Of the other algorithmic results shown in the Topic Explorer, including recommended librarians and guides, the assumptions the engineering team made about how these would work has introduced a number of problems. Based on keyword matching, we have the wrong librarian listed for a number of subjects. For instance, the owner of the modern languages guide “Spanish for Business” is always listed as the business liaison, because the numeric guide “id” in the LibGuides database is lower than the actual Business guide.

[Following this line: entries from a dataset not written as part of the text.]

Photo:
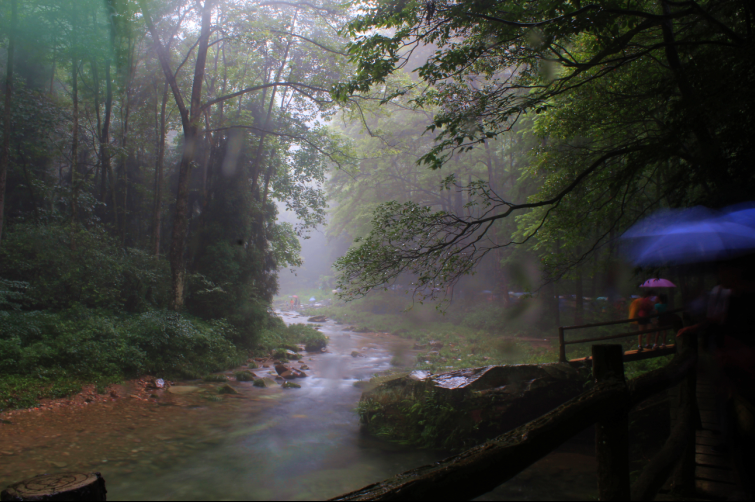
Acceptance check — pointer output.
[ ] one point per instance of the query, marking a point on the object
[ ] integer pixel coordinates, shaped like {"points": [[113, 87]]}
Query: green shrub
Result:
{"points": [[86, 343], [244, 376], [215, 378], [95, 272]]}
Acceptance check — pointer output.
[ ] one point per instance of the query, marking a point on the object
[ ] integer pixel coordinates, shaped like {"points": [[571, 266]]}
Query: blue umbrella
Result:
{"points": [[693, 236]]}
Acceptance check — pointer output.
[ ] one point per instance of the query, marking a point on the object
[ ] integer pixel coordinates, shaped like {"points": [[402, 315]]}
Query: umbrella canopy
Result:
{"points": [[694, 236], [658, 283]]}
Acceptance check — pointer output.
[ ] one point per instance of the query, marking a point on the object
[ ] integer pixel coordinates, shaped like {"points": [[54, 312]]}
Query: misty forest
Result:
{"points": [[395, 249]]}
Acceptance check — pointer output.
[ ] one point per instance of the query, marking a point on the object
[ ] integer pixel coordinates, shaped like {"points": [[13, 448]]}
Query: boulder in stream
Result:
{"points": [[463, 407], [245, 376], [288, 372], [226, 389]]}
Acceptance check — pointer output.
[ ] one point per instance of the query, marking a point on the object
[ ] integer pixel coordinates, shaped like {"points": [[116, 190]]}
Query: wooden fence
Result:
{"points": [[607, 404], [562, 342]]}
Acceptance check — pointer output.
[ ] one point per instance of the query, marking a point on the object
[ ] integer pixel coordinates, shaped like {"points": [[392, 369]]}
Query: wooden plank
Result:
{"points": [[633, 355], [707, 434], [712, 461], [707, 450], [708, 441], [716, 491], [713, 474]]}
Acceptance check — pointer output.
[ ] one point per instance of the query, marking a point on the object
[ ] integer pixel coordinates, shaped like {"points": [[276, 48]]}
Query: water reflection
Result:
{"points": [[266, 443]]}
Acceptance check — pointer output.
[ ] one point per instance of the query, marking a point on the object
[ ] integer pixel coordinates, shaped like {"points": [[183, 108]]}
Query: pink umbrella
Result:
{"points": [[658, 283]]}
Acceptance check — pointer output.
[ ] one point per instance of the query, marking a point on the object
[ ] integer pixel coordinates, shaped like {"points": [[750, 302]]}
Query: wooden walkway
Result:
{"points": [[715, 478], [634, 355]]}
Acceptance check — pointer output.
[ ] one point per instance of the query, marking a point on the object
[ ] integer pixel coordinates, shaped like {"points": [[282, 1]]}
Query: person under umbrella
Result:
{"points": [[726, 238], [661, 308]]}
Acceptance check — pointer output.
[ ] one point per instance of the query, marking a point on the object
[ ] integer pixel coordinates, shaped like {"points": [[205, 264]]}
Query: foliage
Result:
{"points": [[18, 391], [277, 335], [85, 344], [84, 267], [624, 100], [427, 422]]}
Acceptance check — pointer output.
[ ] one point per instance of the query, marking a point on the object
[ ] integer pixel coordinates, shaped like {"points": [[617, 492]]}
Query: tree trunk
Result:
{"points": [[612, 432], [5, 155], [74, 149], [157, 211], [181, 216], [579, 311], [105, 135], [65, 486]]}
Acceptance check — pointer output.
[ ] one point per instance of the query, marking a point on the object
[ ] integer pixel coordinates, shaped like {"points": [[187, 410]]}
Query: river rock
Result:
{"points": [[245, 376], [226, 389], [483, 402], [182, 389]]}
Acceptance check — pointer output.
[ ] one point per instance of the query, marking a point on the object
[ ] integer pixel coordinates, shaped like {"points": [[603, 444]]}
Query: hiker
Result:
{"points": [[640, 309], [730, 338], [661, 308]]}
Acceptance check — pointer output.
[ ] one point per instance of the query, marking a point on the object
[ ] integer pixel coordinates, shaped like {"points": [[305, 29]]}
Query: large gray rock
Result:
{"points": [[467, 406]]}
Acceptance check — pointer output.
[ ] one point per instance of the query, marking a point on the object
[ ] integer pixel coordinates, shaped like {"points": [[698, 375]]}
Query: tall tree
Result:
{"points": [[5, 154]]}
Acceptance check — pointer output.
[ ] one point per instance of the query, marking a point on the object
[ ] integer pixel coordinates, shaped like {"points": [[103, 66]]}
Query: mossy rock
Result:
{"points": [[244, 376], [226, 389], [215, 378]]}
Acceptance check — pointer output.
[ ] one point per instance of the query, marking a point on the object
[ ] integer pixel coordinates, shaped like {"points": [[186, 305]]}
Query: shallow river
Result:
{"points": [[265, 444]]}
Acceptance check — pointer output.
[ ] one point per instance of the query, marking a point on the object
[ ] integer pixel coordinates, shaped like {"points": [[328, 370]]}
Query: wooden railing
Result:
{"points": [[562, 342], [607, 404]]}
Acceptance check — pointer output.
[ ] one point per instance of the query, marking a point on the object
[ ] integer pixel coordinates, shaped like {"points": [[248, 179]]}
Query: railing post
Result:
{"points": [[683, 477], [561, 346], [612, 431]]}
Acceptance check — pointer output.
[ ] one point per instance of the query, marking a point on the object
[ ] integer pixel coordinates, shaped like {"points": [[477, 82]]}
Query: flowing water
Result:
{"points": [[269, 443]]}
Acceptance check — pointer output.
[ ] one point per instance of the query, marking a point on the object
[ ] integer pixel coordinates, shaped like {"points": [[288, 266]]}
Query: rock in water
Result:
{"points": [[182, 389], [64, 486], [226, 389], [483, 402], [289, 373], [245, 376]]}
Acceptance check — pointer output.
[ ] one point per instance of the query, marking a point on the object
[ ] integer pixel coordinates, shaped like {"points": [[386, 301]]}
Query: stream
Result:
{"points": [[271, 443]]}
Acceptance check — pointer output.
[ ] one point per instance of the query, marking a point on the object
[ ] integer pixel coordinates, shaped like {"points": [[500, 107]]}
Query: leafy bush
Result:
{"points": [[88, 343], [86, 267], [277, 335], [24, 391]]}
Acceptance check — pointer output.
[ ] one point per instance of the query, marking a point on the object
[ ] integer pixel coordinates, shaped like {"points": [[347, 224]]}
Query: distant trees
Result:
{"points": [[184, 119], [626, 98]]}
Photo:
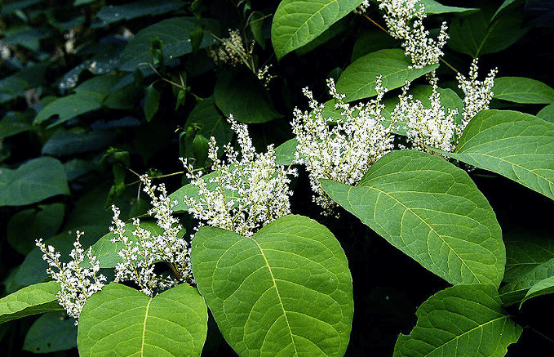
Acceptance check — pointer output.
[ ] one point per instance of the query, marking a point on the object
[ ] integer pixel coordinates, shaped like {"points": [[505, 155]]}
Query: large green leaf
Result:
{"points": [[464, 320], [32, 182], [477, 35], [430, 210], [286, 291], [358, 80], [433, 7], [240, 94], [515, 145], [32, 300], [522, 90], [121, 321], [297, 22], [175, 36]]}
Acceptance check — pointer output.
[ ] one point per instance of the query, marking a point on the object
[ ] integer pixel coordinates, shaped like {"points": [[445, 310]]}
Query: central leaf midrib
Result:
{"points": [[144, 327], [278, 294], [430, 227]]}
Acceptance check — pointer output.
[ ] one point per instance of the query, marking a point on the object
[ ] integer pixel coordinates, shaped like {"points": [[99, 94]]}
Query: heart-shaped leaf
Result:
{"points": [[32, 300], [464, 320], [121, 321], [297, 22], [286, 291], [515, 145], [358, 80], [430, 210]]}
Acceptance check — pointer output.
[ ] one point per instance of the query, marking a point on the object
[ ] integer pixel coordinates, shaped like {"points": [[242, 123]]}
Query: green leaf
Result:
{"points": [[41, 222], [537, 281], [476, 35], [174, 34], [547, 113], [239, 93], [297, 22], [206, 119], [522, 90], [123, 321], [515, 145], [433, 7], [110, 14], [151, 102], [464, 320], [284, 153], [358, 80], [286, 291], [32, 182], [32, 300], [51, 332], [430, 210]]}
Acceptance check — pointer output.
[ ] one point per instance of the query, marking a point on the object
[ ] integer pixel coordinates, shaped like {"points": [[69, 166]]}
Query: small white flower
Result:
{"points": [[77, 284], [343, 151], [246, 193]]}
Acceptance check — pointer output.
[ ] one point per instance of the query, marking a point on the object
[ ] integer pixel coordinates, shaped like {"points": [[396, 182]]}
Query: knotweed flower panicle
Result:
{"points": [[144, 250], [244, 193], [77, 284], [343, 151], [404, 19], [427, 127], [362, 8], [478, 94]]}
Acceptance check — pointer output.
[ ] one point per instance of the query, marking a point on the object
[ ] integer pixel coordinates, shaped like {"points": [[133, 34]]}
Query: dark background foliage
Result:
{"points": [[139, 122]]}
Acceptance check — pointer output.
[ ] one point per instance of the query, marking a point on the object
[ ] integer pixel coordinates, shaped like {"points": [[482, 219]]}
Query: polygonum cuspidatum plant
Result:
{"points": [[291, 195]]}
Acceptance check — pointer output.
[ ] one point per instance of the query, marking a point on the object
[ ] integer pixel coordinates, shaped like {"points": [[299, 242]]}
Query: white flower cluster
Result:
{"points": [[77, 284], [142, 252], [340, 149], [242, 195], [433, 126], [362, 8], [404, 19], [478, 94]]}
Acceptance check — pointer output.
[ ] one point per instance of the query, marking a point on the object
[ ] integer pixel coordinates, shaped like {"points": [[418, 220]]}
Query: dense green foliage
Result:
{"points": [[430, 255]]}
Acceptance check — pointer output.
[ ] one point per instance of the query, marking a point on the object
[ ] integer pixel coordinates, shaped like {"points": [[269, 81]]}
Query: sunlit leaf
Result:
{"points": [[464, 320], [121, 321], [430, 210], [286, 291]]}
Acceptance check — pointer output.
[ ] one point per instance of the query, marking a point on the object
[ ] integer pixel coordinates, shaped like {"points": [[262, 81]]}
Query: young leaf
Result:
{"points": [[121, 321], [32, 300], [297, 22], [358, 80], [464, 320], [522, 90], [285, 291], [515, 145], [430, 210], [32, 182]]}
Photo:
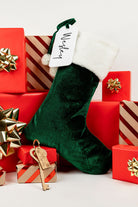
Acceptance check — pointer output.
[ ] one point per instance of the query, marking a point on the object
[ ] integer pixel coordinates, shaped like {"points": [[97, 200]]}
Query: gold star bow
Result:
{"points": [[133, 167], [10, 130], [114, 85], [7, 61]]}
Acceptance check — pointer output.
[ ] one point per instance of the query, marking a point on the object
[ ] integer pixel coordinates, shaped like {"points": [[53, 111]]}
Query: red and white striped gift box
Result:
{"points": [[38, 77], [128, 123], [2, 176], [31, 173]]}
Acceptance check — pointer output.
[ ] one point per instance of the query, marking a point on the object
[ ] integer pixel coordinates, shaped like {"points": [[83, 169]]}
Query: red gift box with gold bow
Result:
{"points": [[116, 86], [125, 163], [12, 61]]}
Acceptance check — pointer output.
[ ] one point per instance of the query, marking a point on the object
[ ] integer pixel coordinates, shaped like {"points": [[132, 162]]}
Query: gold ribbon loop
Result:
{"points": [[10, 129]]}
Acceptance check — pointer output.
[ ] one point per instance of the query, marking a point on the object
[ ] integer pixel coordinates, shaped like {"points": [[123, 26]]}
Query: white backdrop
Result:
{"points": [[116, 20]]}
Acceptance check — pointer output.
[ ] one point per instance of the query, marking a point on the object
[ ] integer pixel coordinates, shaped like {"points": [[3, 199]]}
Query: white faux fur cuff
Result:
{"points": [[94, 54]]}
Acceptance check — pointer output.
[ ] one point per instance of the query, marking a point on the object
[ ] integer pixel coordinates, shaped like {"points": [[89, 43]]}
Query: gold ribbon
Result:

What’s more, in some cases basic word proximity errors lead to strange match-ups, like Debbie Morrow, our engineering, math, and physics liaison being listed as a subject expert for Capital Punishment, because one of her guides uses the phrase “questionnaire execution.”

While some of these problematic searches have been suppressed since they were discovered, there will continue to be more biased and incorrect results, like a game of software whack-a-mole. We would not be alone in turning off the Topic Explorer. Most recently, Penn State University Libraries turned off the TE after Ruth Tillman of Penn State University Libraries and I uncovered the inaccuracies in Wikipedia article matching. The right-hand sidebar can be turned off with one option in the Summon Administration Console. Usage data is difficult to get, because much of the sidebar is designed to be read, not necessarily acted upon. What data we do have, however, suggests that clicks on recommended searches happen in less than a tenth of one percent of all searches, while the number for clicks on recommended guides and librarians is even lower.